A growing passion

Published 02 May 2018

The adage “from little things, big things grow” certainly applies to University of New England (UNE) PhD student Jack Mooney, who has swapped the backyard greenhouse of his undergraduate days for one of the largest glasshouses in the Southern Hemisphere.

Jack works as nursery manager at the state-of-the-art Costa glasshouse in Guyra, where he is responsible for the propagation of some 700,000 grafted tomato seedlings a year. Australia’s largest tomato grower produces up to 15 million kilograms of truss tomatoes annually across 30 hectares.

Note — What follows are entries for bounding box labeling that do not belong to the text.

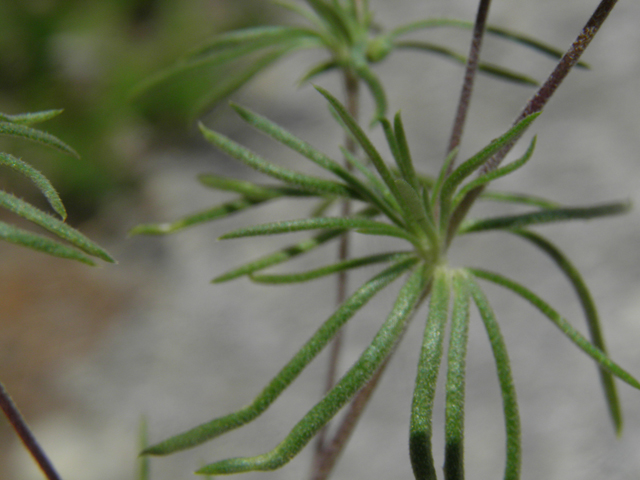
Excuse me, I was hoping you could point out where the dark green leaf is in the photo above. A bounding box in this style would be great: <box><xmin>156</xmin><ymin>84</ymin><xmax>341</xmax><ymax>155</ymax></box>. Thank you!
<box><xmin>458</xmin><ymin>203</ymin><xmax>630</xmax><ymax>234</ymax></box>
<box><xmin>0</xmin><ymin>152</ymin><xmax>67</xmax><ymax>220</ymax></box>
<box><xmin>510</xmin><ymin>230</ymin><xmax>622</xmax><ymax>435</ymax></box>
<box><xmin>196</xmin><ymin>269</ymin><xmax>426</xmax><ymax>475</ymax></box>
<box><xmin>0</xmin><ymin>122</ymin><xmax>80</xmax><ymax>158</ymax></box>
<box><xmin>251</xmin><ymin>252</ymin><xmax>414</xmax><ymax>284</ymax></box>
<box><xmin>468</xmin><ymin>268</ymin><xmax>640</xmax><ymax>390</ymax></box>
<box><xmin>467</xmin><ymin>276</ymin><xmax>522</xmax><ymax>480</ymax></box>
<box><xmin>409</xmin><ymin>268</ymin><xmax>451</xmax><ymax>480</ymax></box>
<box><xmin>0</xmin><ymin>222</ymin><xmax>95</xmax><ymax>266</ymax></box>
<box><xmin>0</xmin><ymin>191</ymin><xmax>115</xmax><ymax>263</ymax></box>
<box><xmin>143</xmin><ymin>261</ymin><xmax>415</xmax><ymax>458</ymax></box>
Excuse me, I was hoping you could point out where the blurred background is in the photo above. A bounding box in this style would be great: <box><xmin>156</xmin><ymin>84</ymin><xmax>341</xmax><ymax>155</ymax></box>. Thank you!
<box><xmin>0</xmin><ymin>0</ymin><xmax>640</xmax><ymax>480</ymax></box>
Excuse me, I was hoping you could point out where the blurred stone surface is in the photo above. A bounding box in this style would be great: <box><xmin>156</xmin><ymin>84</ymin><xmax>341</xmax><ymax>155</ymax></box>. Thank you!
<box><xmin>3</xmin><ymin>0</ymin><xmax>640</xmax><ymax>480</ymax></box>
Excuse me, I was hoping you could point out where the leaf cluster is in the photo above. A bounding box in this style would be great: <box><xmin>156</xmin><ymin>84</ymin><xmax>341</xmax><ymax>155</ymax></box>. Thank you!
<box><xmin>133</xmin><ymin>82</ymin><xmax>640</xmax><ymax>478</ymax></box>
<box><xmin>0</xmin><ymin>110</ymin><xmax>114</xmax><ymax>265</ymax></box>
<box><xmin>131</xmin><ymin>0</ymin><xmax>640</xmax><ymax>480</ymax></box>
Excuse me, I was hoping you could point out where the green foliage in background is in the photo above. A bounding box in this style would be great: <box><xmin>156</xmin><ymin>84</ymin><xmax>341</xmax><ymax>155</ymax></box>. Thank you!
<box><xmin>0</xmin><ymin>0</ymin><xmax>272</xmax><ymax>222</ymax></box>
<box><xmin>0</xmin><ymin>110</ymin><xmax>114</xmax><ymax>265</ymax></box>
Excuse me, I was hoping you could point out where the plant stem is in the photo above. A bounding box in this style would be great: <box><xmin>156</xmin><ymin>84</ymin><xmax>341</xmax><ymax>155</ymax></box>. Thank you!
<box><xmin>447</xmin><ymin>0</ymin><xmax>491</xmax><ymax>174</ymax></box>
<box><xmin>311</xmin><ymin>70</ymin><xmax>360</xmax><ymax>480</ymax></box>
<box><xmin>481</xmin><ymin>0</ymin><xmax>618</xmax><ymax>173</ymax></box>
<box><xmin>312</xmin><ymin>284</ymin><xmax>431</xmax><ymax>480</ymax></box>
<box><xmin>0</xmin><ymin>382</ymin><xmax>61</xmax><ymax>480</ymax></box>
<box><xmin>447</xmin><ymin>0</ymin><xmax>618</xmax><ymax>242</ymax></box>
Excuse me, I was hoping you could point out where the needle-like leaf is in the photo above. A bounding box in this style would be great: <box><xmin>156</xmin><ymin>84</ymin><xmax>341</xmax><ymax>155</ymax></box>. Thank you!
<box><xmin>409</xmin><ymin>268</ymin><xmax>451</xmax><ymax>480</ymax></box>
<box><xmin>211</xmin><ymin>229</ymin><xmax>345</xmax><ymax>283</ymax></box>
<box><xmin>142</xmin><ymin>260</ymin><xmax>415</xmax><ymax>456</ymax></box>
<box><xmin>251</xmin><ymin>252</ymin><xmax>415</xmax><ymax>284</ymax></box>
<box><xmin>0</xmin><ymin>153</ymin><xmax>67</xmax><ymax>220</ymax></box>
<box><xmin>394</xmin><ymin>40</ymin><xmax>540</xmax><ymax>87</ymax></box>
<box><xmin>196</xmin><ymin>269</ymin><xmax>425</xmax><ymax>475</ymax></box>
<box><xmin>479</xmin><ymin>190</ymin><xmax>562</xmax><ymax>209</ymax></box>
<box><xmin>490</xmin><ymin>230</ymin><xmax>622</xmax><ymax>435</ymax></box>
<box><xmin>0</xmin><ymin>191</ymin><xmax>115</xmax><ymax>263</ymax></box>
<box><xmin>0</xmin><ymin>222</ymin><xmax>95</xmax><ymax>266</ymax></box>
<box><xmin>468</xmin><ymin>268</ymin><xmax>640</xmax><ymax>390</ymax></box>
<box><xmin>0</xmin><ymin>121</ymin><xmax>80</xmax><ymax>158</ymax></box>
<box><xmin>453</xmin><ymin>136</ymin><xmax>537</xmax><ymax>208</ymax></box>
<box><xmin>444</xmin><ymin>271</ymin><xmax>469</xmax><ymax>480</ymax></box>
<box><xmin>0</xmin><ymin>109</ymin><xmax>63</xmax><ymax>126</ymax></box>
<box><xmin>220</xmin><ymin>217</ymin><xmax>418</xmax><ymax>244</ymax></box>
<box><xmin>467</xmin><ymin>269</ymin><xmax>522</xmax><ymax>480</ymax></box>
<box><xmin>316</xmin><ymin>87</ymin><xmax>400</xmax><ymax>201</ymax></box>
<box><xmin>458</xmin><ymin>203</ymin><xmax>630</xmax><ymax>235</ymax></box>
<box><xmin>440</xmin><ymin>112</ymin><xmax>541</xmax><ymax>210</ymax></box>
<box><xmin>231</xmin><ymin>104</ymin><xmax>397</xmax><ymax>220</ymax></box>
<box><xmin>199</xmin><ymin>123</ymin><xmax>357</xmax><ymax>198</ymax></box>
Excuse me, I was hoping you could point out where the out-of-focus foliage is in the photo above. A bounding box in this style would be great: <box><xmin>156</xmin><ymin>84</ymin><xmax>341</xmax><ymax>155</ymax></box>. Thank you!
<box><xmin>0</xmin><ymin>0</ymin><xmax>265</xmax><ymax>221</ymax></box>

It’s a far cry from the backyard of Jack’s rented accommodation in Uralla, where he grew cucumbers to help support himself through his Bachelor of Rural Science studies. Starting with a small vegie garden, he soon added a greenhouse, packing shed and irrigation shed when business took off.

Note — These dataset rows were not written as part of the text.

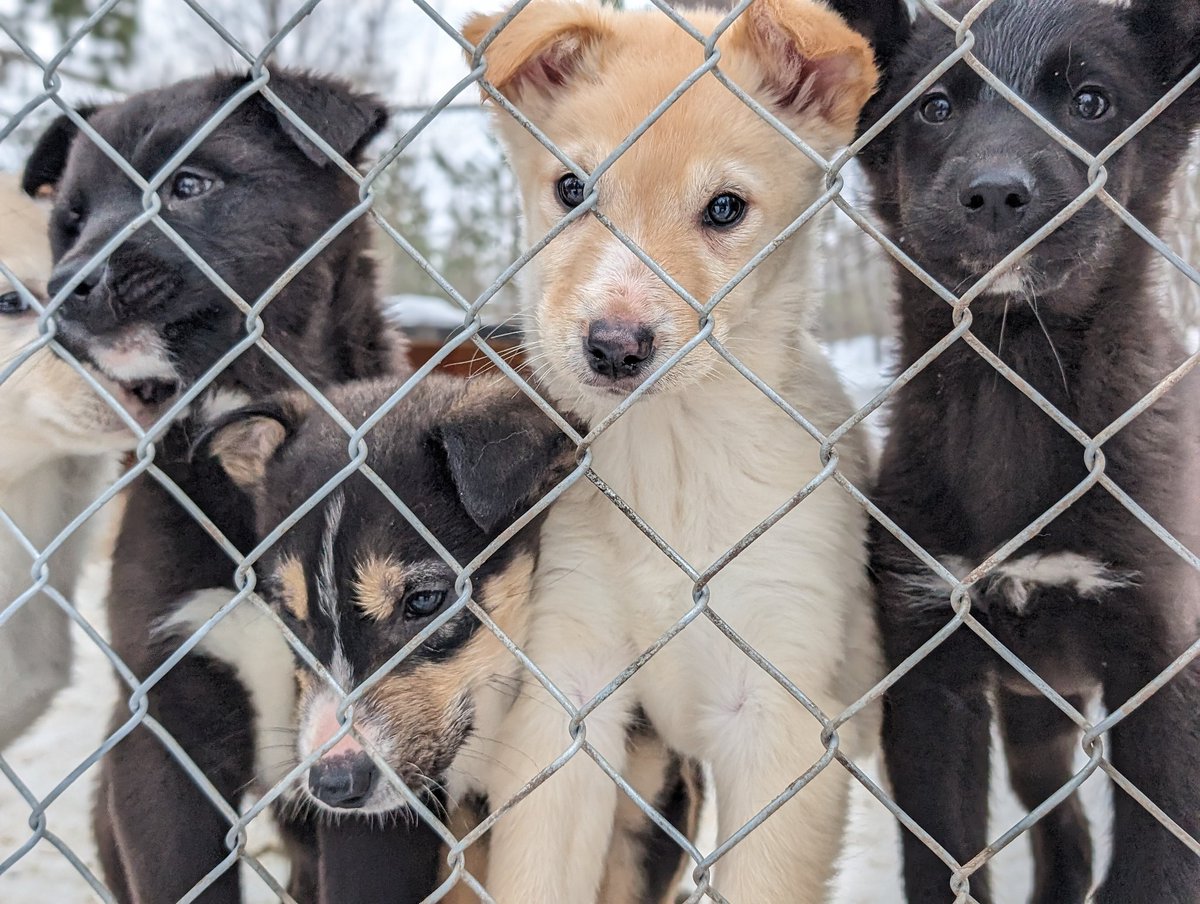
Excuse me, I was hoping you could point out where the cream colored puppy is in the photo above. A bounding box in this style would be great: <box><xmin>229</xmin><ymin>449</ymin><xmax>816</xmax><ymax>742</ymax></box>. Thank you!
<box><xmin>0</xmin><ymin>175</ymin><xmax>134</xmax><ymax>749</ymax></box>
<box><xmin>463</xmin><ymin>0</ymin><xmax>878</xmax><ymax>904</ymax></box>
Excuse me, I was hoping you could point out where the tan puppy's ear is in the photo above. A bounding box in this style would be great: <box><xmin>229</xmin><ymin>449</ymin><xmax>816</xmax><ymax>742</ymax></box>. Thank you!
<box><xmin>192</xmin><ymin>391</ymin><xmax>317</xmax><ymax>493</ymax></box>
<box><xmin>462</xmin><ymin>0</ymin><xmax>608</xmax><ymax>101</ymax></box>
<box><xmin>730</xmin><ymin>0</ymin><xmax>878</xmax><ymax>140</ymax></box>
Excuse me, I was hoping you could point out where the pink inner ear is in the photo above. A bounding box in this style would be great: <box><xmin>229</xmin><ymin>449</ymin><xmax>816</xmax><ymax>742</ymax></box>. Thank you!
<box><xmin>761</xmin><ymin>19</ymin><xmax>858</xmax><ymax>113</ymax></box>
<box><xmin>514</xmin><ymin>35</ymin><xmax>583</xmax><ymax>91</ymax></box>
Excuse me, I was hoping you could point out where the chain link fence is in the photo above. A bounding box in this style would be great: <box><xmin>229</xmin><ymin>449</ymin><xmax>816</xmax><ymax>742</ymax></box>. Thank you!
<box><xmin>0</xmin><ymin>0</ymin><xmax>1200</xmax><ymax>902</ymax></box>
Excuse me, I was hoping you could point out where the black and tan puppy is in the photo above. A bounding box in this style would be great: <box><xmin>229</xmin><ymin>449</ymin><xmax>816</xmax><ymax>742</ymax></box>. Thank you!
<box><xmin>838</xmin><ymin>0</ymin><xmax>1200</xmax><ymax>904</ymax></box>
<box><xmin>205</xmin><ymin>376</ymin><xmax>700</xmax><ymax>904</ymax></box>
<box><xmin>24</xmin><ymin>71</ymin><xmax>408</xmax><ymax>904</ymax></box>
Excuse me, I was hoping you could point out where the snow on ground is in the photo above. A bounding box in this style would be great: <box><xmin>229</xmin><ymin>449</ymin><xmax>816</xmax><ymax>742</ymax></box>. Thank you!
<box><xmin>0</xmin><ymin>337</ymin><xmax>1109</xmax><ymax>904</ymax></box>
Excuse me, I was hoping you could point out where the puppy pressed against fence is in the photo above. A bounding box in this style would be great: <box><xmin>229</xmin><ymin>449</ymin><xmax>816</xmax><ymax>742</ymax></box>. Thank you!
<box><xmin>844</xmin><ymin>0</ymin><xmax>1200</xmax><ymax>904</ymax></box>
<box><xmin>0</xmin><ymin>0</ymin><xmax>1200</xmax><ymax>904</ymax></box>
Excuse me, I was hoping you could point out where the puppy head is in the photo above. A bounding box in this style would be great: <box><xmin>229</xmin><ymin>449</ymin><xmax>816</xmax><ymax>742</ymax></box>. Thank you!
<box><xmin>208</xmin><ymin>377</ymin><xmax>574</xmax><ymax>813</ymax></box>
<box><xmin>838</xmin><ymin>0</ymin><xmax>1200</xmax><ymax>315</ymax></box>
<box><xmin>25</xmin><ymin>71</ymin><xmax>386</xmax><ymax>421</ymax></box>
<box><xmin>0</xmin><ymin>175</ymin><xmax>133</xmax><ymax>458</ymax></box>
<box><xmin>463</xmin><ymin>0</ymin><xmax>875</xmax><ymax>400</ymax></box>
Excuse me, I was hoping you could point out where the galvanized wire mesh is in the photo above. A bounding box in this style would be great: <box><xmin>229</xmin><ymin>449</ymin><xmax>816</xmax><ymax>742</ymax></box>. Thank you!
<box><xmin>0</xmin><ymin>0</ymin><xmax>1200</xmax><ymax>902</ymax></box>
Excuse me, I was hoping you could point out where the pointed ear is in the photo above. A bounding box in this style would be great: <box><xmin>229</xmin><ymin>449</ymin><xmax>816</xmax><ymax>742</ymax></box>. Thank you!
<box><xmin>826</xmin><ymin>0</ymin><xmax>912</xmax><ymax>80</ymax></box>
<box><xmin>431</xmin><ymin>379</ymin><xmax>575</xmax><ymax>533</ymax></box>
<box><xmin>462</xmin><ymin>2</ymin><xmax>610</xmax><ymax>102</ymax></box>
<box><xmin>730</xmin><ymin>0</ymin><xmax>877</xmax><ymax>136</ymax></box>
<box><xmin>20</xmin><ymin>107</ymin><xmax>96</xmax><ymax>198</ymax></box>
<box><xmin>192</xmin><ymin>393</ymin><xmax>316</xmax><ymax>495</ymax></box>
<box><xmin>260</xmin><ymin>70</ymin><xmax>388</xmax><ymax>167</ymax></box>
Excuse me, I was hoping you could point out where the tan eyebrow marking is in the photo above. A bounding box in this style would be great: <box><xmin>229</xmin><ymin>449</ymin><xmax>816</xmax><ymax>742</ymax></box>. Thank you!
<box><xmin>276</xmin><ymin>556</ymin><xmax>308</xmax><ymax>622</ymax></box>
<box><xmin>354</xmin><ymin>556</ymin><xmax>406</xmax><ymax>622</ymax></box>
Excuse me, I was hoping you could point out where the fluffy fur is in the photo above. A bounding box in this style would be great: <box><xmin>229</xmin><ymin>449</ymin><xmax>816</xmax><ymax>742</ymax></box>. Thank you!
<box><xmin>0</xmin><ymin>175</ymin><xmax>133</xmax><ymax>749</ymax></box>
<box><xmin>199</xmin><ymin>376</ymin><xmax>698</xmax><ymax>904</ymax></box>
<box><xmin>846</xmin><ymin>0</ymin><xmax>1200</xmax><ymax>904</ymax></box>
<box><xmin>26</xmin><ymin>70</ymin><xmax>408</xmax><ymax>904</ymax></box>
<box><xmin>463</xmin><ymin>0</ymin><xmax>877</xmax><ymax>904</ymax></box>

“I produced 3.6 tonne of cucumbers in my first year and 4 tonne the next,” Jack said. “I started selling to wholesalers around Armidale and then eventually expanded into the Sydney markets. I also pickled my cucumbers and sold them at local markets. It soon got a bit out of hand, a bit like the egg business I had as a teenager while living near Coffs Harbour.”

At just 15 years of age Jack bought 100 free-range chickens and established Jack’s Eggs in his first business venture. “Initially I sold the eggs to the footy club, so that we could have bacon and egg rolls at the games,” he said. “Three years later, it had grown to 5000 hens and I’d bought out the original supplier of my first layers. In the end I had 52 wholesale and retail outlets in the Coffs region. Mum used to drive me around to do the deliveries twice a week until I got my driver’s licence.”

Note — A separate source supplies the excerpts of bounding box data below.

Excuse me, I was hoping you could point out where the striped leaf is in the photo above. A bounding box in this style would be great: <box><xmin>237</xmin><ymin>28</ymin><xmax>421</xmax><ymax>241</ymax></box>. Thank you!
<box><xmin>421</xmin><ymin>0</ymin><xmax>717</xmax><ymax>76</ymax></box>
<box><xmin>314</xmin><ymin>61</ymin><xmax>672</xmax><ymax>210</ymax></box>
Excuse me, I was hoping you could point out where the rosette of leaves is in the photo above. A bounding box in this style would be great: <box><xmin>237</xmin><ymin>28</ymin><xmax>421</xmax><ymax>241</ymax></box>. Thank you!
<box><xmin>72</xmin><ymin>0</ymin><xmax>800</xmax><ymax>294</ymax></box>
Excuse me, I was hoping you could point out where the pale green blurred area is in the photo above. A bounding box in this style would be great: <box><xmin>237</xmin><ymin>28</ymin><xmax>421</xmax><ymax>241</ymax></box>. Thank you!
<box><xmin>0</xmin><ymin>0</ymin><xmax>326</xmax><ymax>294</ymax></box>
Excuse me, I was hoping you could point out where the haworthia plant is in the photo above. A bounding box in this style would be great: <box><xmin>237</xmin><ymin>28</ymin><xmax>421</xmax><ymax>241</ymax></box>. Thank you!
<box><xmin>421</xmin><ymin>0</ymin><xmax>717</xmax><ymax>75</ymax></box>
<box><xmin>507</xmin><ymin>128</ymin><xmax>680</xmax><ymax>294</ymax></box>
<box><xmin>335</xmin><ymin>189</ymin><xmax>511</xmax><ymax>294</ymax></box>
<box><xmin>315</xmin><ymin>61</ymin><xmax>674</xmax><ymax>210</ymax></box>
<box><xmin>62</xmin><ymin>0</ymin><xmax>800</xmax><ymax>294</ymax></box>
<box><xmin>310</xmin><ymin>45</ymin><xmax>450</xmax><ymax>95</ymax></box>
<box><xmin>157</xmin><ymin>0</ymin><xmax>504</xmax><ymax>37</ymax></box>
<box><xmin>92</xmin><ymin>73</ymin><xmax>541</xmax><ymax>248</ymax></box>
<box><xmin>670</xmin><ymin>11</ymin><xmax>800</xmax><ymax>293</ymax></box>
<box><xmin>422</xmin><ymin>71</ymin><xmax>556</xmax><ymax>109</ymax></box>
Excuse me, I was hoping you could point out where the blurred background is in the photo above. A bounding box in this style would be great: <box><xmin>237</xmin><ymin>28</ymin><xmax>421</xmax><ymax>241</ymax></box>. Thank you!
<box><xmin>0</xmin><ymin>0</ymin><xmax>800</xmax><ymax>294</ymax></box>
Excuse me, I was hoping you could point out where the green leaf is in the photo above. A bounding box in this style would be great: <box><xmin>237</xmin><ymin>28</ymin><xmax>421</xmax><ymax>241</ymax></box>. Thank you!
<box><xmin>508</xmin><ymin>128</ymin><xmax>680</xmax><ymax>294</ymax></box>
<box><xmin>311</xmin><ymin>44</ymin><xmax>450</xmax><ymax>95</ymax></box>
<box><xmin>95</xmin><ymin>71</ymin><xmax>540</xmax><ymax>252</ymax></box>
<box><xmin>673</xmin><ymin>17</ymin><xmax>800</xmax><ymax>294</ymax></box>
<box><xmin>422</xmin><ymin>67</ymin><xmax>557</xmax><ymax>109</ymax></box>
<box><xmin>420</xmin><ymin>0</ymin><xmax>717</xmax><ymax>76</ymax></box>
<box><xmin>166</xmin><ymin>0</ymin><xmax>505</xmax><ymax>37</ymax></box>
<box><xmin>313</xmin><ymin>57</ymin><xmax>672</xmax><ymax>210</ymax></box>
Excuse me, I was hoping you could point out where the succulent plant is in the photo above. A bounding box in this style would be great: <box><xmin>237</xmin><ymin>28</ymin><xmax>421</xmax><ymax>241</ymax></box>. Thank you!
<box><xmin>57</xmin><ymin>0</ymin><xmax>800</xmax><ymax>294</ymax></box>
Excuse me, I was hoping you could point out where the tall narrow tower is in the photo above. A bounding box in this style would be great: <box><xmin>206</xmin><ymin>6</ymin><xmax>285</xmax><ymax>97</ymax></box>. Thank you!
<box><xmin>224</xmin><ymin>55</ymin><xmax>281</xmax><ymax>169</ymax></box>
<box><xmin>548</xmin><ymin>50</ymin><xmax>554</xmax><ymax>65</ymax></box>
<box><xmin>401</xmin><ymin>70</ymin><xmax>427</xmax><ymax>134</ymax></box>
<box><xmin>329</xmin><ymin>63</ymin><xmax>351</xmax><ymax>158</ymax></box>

But it wasn’t the last Jack saw of eggs. During his UNE studies he earned a Horizon scholarship with the Australian Egg Corporation and travelled Australia and overseas speaking at conferences. It was in his final year of study that he did an Honours project with Costa, looking at the factors that influence the success of healing in grafted tomatoes.

“Now I’m doing a PhD on tomato grafting, using the facilities at Costa to conduct research and development,” Jack said. “Previously the company’s success rate for grafting was variable however my preliminary research identified a few key factors to improve that rate and my PhD is a continuation of that. Now we’re getting 98% success each time.”

It’s a difficult balancing act at times, combining full-time work and study. “We have big fluctuations in busy times throughout the year; some days I might only have five or six staff working in the nursery and other days 50 or 60,” Jack said. “But it’s great to be focussing on just one role now. When I was running my own little businesses I did everything from seeding to growing, packing, deliveries, marketing, sales and accounting. I am very much at the back end of the Costa business and it’s very specialised. It’s all about scale, I guess.”

The technology is a little more advanced, too. “We have picking trolleys that drive themselves to the packing shed and unload themselves onto the packing line and climate-controlled computers that I can access remotely to monitor everything in nursery,” Jack said.